Partindo dos dados fornecidos pela Pordata e resumidos na infografia que publicamos acima, o Sul Informação pediu a Carlos Brito que fizesse um retrato de Alcoutim, onde nasceu e reside.

Nos seus 81 anos de vida, que viveu intensamente e que foi marcada pelo ativismo político – é ex-militante do PCP,  esteve na clandestinidade, foi deputado da Assembleia Constituinte, em 1975, e esteve no Parlamento desde 1976 até ao final da década de 80 – Carlos Brito nunca perdeu a ligação com Alcoutim.

Até porque, na sua visão, viver neste concelho é um privilégio.

«Viver em Alcoutim tem o encanto de se estar rodeado de uma paisagem de rara beleza, com o rio, os barcos, a vila espanhola de Sanlúcar, num ambiente de paz, silêncio e sossego próprios das zonas de baixa densidade populacional, onde há grande margem para o desenvolvimento de atividades lúdicas ou criativas, quer no domínio material – agricultura, pesca, artesanato – quer no domínio espiritual – literário ou artístico», defendeu.

Como acontece em muitos casos, a maior virtude está ligada ao grande defeito. Isto porque «este encanto tem o reverso das pequenas povoações, onde faltam muitas coisas que só se encontram nos centros maiores, a mais de 30 quilómetros de distância».

Entre aquilo que não se encontra em Alcoutim, contam-se «aspetos da vida corrente, espetáculos e cuidados de saúde mais complexos».

E se, em algumas áreas, «pode haver melhorias, como tem vindo a acontecer, nos últimos tempos», noutras será mais complicado alterar a situação, tendo em conta que fazem parte «da própria condição das pequenas povoações».

Em Alcoutim, «não é de esperar que existam centros comerciais, supermercados, espetáculos regulares de música ou de teatro». Carlos Brito não deixa, no entanto, de «louvar os esforços desenvolvidos pelo município e os seus vários departamentos, como a Bibllioteca Casa dos Condes», na promoção de eventos.

Uma das áreas em que poderia haver melhorias, acrescentou, é no «comércio local, quer a partir dos estabelecimentos existentes, quer no mercado semanal».

«Há que sublinhar que, em matéria de serviços públicos, o concelho, sofrendo embora o abandono de todo o interior, não é dos piores, se comparado com outros, incluindo nos domínios da educação, da saúde e, especialmente, dos idosos, com os três lares que existem», acredita.

O grande problema de Alcoutim, defendeu Carlos Brito, está relacionado com «a falta de investimento em atividades produtivas que dinamizem a economia de forma sustentável, criem postos de trabalho e ajudem a recuperar e a fixar população».
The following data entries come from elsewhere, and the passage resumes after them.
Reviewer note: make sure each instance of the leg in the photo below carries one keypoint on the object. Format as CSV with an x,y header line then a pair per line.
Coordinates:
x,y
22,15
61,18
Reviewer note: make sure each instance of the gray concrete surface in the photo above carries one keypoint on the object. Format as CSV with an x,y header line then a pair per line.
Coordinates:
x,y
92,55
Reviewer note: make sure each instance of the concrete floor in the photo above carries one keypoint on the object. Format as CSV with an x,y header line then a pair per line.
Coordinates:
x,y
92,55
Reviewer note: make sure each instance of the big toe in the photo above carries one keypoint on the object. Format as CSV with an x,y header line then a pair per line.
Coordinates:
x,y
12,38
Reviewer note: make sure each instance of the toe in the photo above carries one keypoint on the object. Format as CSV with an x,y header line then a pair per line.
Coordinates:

«Este é um daqueles casos em que o investimento público tem que ir à frente e abrir as portas ao investimento privado. Por isso, continuo a defender a construção da ponte internacional Alcoutim-Sanlúcar e a conclusão do IC27 até Beja, como passos pioneiros de um futuro desenvolvimento», afirmou.

Potencial, nomeadamente no setor turístico, não falta a Alcoutim, «pela sua beleza e situação geográfica». Esta é, de resto, uma área em que o concelho «felizmente, se tem vindo a afirmar nos últimos anos e, muito especialmente, este ano».
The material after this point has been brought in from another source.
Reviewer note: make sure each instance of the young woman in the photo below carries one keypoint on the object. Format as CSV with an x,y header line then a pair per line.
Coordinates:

Além da reabertura do Hotel de Alcoutim, o ano de 2017 foi marcado pela «abertura e funcionamento de restaurantes de boa qualidade, quer na vila, quer dispersos pelo concelho». Também há que de ter em conta «as reservas de caça, especialmente as turísticas, e a melhoria da ligação por barco com a Espanha».

«Nestes casos, estão a ser concretizadas as potencialidades abertas pelo IC27, pela praia fluvial de Alcoutim e pela Via Algarviana. O slide que garante a travessia do Guadiana pelo ar, desde o Castelo de Sanlúcar até às hortas da Ribeira do Cadavais, bem como a atual oferta de diferentes modos de diversão lúdica, como kart-cross, kaiaks e passeios no rio, também ajudam à dinamização do turismo».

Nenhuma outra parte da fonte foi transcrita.